Ella le dio una de las copas y después se abrazó a sus rodillas dobladas, sonriéndole.
— ¿Qué más tuviste que aprender?
— ¿Aprender? No, nada de aprender, querida... dominar —la corrigió mientras chocaba ligeramente su copa con la de ella a modo de brindis—. Mi padre no hubiese admitido menos. «Debes ser el más fuerte, el más inteligente, el mejor, Edward», decía mi padre. —Y él imitaba la voz de su padre—. La debilidad no me estaba permitida.
—Bastante riguroso —apuntó ella mientras sorbió un trago de vino.
Observándola, él hizo lo mismo, preguntándose cómo sabría en sus labios.
— ¿Por qué era tu padre tan estricto?
Edward bajó la copa.
—Bueno, él cree, como yo, que la única manera de imponer la autoridad es dando ejemplo. Si los hombres sienten signos de debilidad o inferioridad en su líder, se arrojarán a él como los lobos sobre los terneros heridos. —Se dio cuenta de su mueca y le sonrió, tratando de mantener el tono ligero de la conversación—. Para saber de todo, tuve todas las herramientas a mi disposición que me hicieran ser un modelo de ser humano. ¿Qué tal lo he hecho?
—No estoy segura —replicó con una mueca astuta que le resultó de lo más atractiva.
Sonriendo, se preguntó si ella se había dado cuenta de lo cerca que estaban. Él se sentaba con una mano por delante y ahora el hombro de ella descansaba en el espacio que había debajo de su brazo, como si se estuviera relajando sobre él cada vez más. Tenía miedo de hacer algún movimiento que la asustara y la alejase de él. Ella cruzó sus exquisitas piernas y flexionó los pies. Se estaba quitando los zapatos.
—Cuéntame más cosas de cómo fue crecer siendo el príncipe heredero. ¿Fue muy duro?
—Bueno, estaban las asignaturas académicas como leer, escribir y demás; las aptitudes sociales; los deportes, que era lo que más disfrutaba; y las artísticas, en ésas no sobresalía —añadió—. No tengo ningún talento artístico o musical, pero tengo buen gusto, por lo que mi padre no pudo culparme por eso.
—Me refería a cómo te sentías.
Él la miró dudoso durante un momento.
—Estaba bien.
Un rizo castaño caía con gracia por su mejilla cuando ella movió la cabeza, sonriéndole con escepticismo.

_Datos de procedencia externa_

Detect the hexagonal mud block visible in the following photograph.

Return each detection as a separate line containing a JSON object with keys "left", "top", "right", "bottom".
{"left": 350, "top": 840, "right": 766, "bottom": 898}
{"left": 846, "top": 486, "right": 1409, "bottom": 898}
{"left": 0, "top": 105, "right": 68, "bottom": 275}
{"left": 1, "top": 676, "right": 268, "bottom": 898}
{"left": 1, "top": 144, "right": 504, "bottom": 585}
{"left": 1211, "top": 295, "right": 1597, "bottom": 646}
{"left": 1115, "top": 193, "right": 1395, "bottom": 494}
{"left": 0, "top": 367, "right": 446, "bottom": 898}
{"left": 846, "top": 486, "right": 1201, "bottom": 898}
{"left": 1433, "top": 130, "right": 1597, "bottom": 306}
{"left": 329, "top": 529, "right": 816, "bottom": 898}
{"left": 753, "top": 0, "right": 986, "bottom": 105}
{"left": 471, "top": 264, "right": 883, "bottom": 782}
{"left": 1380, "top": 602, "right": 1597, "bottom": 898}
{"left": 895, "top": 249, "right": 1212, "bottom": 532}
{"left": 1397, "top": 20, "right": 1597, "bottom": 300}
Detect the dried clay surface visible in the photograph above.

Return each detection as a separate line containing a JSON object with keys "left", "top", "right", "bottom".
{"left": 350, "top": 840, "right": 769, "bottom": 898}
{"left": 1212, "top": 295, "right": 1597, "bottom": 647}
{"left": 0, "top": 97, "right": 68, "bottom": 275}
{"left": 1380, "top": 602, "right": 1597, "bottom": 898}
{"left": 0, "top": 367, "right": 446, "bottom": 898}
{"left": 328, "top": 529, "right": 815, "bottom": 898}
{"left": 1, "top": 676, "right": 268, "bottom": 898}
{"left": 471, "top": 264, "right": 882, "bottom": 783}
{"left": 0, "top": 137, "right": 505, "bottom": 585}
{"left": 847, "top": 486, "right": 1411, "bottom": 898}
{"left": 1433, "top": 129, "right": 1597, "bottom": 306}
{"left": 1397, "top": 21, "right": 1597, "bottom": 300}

—No sé. Todo el mundo me tenía envidia —admitió, tirándole suavemente del rizo como si fuera un muelle—. La primera ley de supervivencia que debes aprender en tu nueva vida como princesa, Isabella, es que todo el mundo en la corte tiene una agenda. Como puedes hacer mucho por ellos si les eliges, todos te reirán las bromas y alabarán todos tus juicios, pero nunca sabrás quién es tu verdadero amigo. —Le sujetó la barbilla con delicadeza y le guiñó un ojo—. Excepto conmigo, claro.
Ella le sonrió afectuosamente. Sus ojos eran tan claros como el agua, y parecía tan despreocupada como una niña. Un sentimiento de culpa le sobrevino al darse cuenta de que estaba introduciéndola en el peligroso mundo de la vida palaciega. Ella no estaba preparada, era demasiado inocente. Tendría sin duda que cuidar muy bien de ella.
Levantó la copa hacia ella con una sonrisa y bebió, después se quedaron un rato en silencio, sentados uno al lado del otro disfrutando de la mutua compañía. La brisa de la tarde les rozaba la piel mientras el sol empezaba ya a descender por el oeste.
Edward seguía dándole vueltas al tema que ella había sacado. De repente, empezó a hablar, con la mirada fija en las olas.
—Imagino que conoces la historia de cómo mis abuelos paternos fueron asesinados cuando eran apenas unos años mayores que tú y que yo ahora, ¿no? Mi padre era sólo un niño entonces y fue el único que sobrevivió a la tragedia.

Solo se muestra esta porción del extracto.